Dreams provide an alternate vantage point to the one from which we habitually view our situations and behaviors when awake. Whether dreams hold meaning, or whether meaning is made when dreams are actively examined and processed, is open to debate. They’re a matter of how you value them. Some people in therapy resonate to dreamwork, and some therapists find it an effective component of treatment. In this article we’re going to look at work done on recurrent dreams.
“Mary” is in her mid-60s. “Ben,” her husband of over 40 years, died last year. Mary came to therapy to address bereavement issues, noting that “this is taking longer than she thought.” Early on, she wonders if she’s stuck and cites not having any dreams about her husband as possible evidence of this.
I ask her about dreams in general. Is she an active dreamer? Had she dreamed of Ben before his death? Yes, she says, she always dreams, sometimes very disturbing things. Her husband had figured in her dreams throughout their life together. This stopped around the time of his last hospitalization and subsequent move to a skilled nursing facility.

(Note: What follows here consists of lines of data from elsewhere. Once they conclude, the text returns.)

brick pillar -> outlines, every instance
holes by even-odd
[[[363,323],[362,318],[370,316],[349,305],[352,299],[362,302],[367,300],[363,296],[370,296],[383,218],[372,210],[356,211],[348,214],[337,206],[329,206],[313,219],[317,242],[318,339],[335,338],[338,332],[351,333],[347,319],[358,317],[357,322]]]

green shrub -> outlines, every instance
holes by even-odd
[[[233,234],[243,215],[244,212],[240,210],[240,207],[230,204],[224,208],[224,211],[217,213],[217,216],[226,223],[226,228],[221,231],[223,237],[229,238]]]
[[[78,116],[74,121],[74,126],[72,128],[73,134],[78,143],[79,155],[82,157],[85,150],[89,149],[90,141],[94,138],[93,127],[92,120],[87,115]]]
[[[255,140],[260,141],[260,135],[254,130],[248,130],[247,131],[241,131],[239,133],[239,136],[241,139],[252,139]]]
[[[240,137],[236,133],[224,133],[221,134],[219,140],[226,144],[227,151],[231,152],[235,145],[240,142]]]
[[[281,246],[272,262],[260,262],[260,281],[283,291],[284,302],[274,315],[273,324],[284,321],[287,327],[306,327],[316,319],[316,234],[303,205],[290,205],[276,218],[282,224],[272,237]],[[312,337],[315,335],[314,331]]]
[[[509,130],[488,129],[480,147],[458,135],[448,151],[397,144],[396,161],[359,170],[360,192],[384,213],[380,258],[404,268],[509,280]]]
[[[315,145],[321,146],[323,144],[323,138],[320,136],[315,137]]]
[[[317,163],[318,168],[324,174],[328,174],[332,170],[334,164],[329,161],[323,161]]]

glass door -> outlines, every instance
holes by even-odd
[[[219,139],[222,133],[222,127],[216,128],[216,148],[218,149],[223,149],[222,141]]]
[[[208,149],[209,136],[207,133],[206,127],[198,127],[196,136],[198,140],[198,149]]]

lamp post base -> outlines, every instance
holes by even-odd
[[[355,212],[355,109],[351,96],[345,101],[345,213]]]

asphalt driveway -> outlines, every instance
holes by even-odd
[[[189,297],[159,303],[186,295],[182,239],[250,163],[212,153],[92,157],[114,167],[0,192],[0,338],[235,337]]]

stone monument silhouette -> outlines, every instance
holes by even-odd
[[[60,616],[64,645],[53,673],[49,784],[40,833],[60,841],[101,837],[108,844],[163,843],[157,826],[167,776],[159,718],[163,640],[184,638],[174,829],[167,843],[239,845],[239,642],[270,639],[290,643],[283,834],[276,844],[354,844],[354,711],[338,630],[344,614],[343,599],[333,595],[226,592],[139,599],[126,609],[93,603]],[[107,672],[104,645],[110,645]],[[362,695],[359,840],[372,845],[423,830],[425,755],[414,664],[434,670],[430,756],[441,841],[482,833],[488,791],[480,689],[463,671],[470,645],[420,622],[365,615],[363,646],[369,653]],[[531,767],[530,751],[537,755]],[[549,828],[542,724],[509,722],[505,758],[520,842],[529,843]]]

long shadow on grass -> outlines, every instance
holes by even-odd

When I ask her about disturbing dreams, she says she has one that’s especially fearsome, that “always comes back.” There are variations, though the setting is usually her grandmother’s house. In one version she’s bringing plates of food from the kitchen to the dining room. Her grandmother sits at the head of the table and tells Mary to join them. In a second version the meal has been eaten and Mary is clearing the dishes away. The family decides to go for a walk. Mary’s grandmother tells her to take care of the dishes later and join them. Mary reports having this dream since she was 6.
I ask her what happened when she was 6. She tells me that was when her grandmother died, then that all the family members in the dream are deceased.
I ask her to tell me about her grandmother. Her grandmother—Mama—had been the matriarch of the family, often filling in for Mary’s mother, who “lived her own life.” Mary had been Mama’s favorite. When she was dying, Mama stated a desire to “take Mary with her because no one else could take good care of her.” Mary recalls that her great-aunt took this seriously, covering the mirrors after Mama’s death in order to decrease the chances of any interactions between this world and the other world.
We look at what the images of “eating with the dead” and “going for a walk with the dead” mean for Mary. Her immediate response is that she wouldn’t be able to get away from them again, i.e. would join them in death. As we tease this out, she describes a process that once begun would leave her control, in which she would lose all volition. As we open this imagery and make it more available to reflection and integration, I note the similarity to themes in mythology and fairy tales. Persephone eats pomegranate seeds in the underworld and ever after is committed to spending half of each year there. Travelers who go “under the hill” in Celtic tales, if they return at all, find that time has passed at a different rate in the conscious world.
In this dream, Mary uses trickery to avoid joining the dead. She tells Mama that she has to go into the kitchen for the main dish, or falls behind to fasten her shoe. Once out of sight, she flees out the door or around the corner.
I reflect this trait of trickiness to Mary. We spend time expanding on it and linking it to her daily life. She tells me how she bargains with the gardener to get him to move her trash cans, how she hunts for bargains and makes use of coupons, or parries suggested visits from family (the living ones) without ruffling any feathers. This gives us a platform from which we can address the relative strength and energy of the ego, and in doing so consolidate them. I also reflect that in a lifetime of having this dream in which the dead invite her to join them they’ve never prevailed. I acknowledge her anxiety about feeling at risk for being “taken” by a process that would decrease her ability to function. That’s scary. But I also note that according to the dream she seems to be a match for the dead. She laughs and tells me it’s touch-and-go sometimes, but seems pleased to let this stand.
The dream expresses anxiety about loss of control that will result in a loss of self. It captures the world view of a 6-year-old. We sketch a rough timeline and note it tends to occur when Mary feels particularly overwhelmed by events. It expresses her concern about sanity and “holding her life together” in the face of heightened pressure. Mary explains that part of her mother’s “living her own life” entailed what was then called a nervous breakdown, which Mary associates to her mother’s style of living.
We identify that dreaming of her husband feels like it will put Mary at risk, that there’s currently a safety switch in place that stops that from happening, and let the matter rest there. Sometime after this, Mary reports the first of a series of dreams about Ben. While these dreams are not without their own anxiety, they provide a framework in which Mary processes the loss of her husband.
Clearly, dreamwork is nothing like a science. Messy, based on associations personal to the dreamer and odd pairings of image and feeling tone, it’s more like weaving a fabric that incorporates both nonrational material and the products of conscious reflection. Yet it can be a place where meaning is made, and thus a practice of value to people in therapy.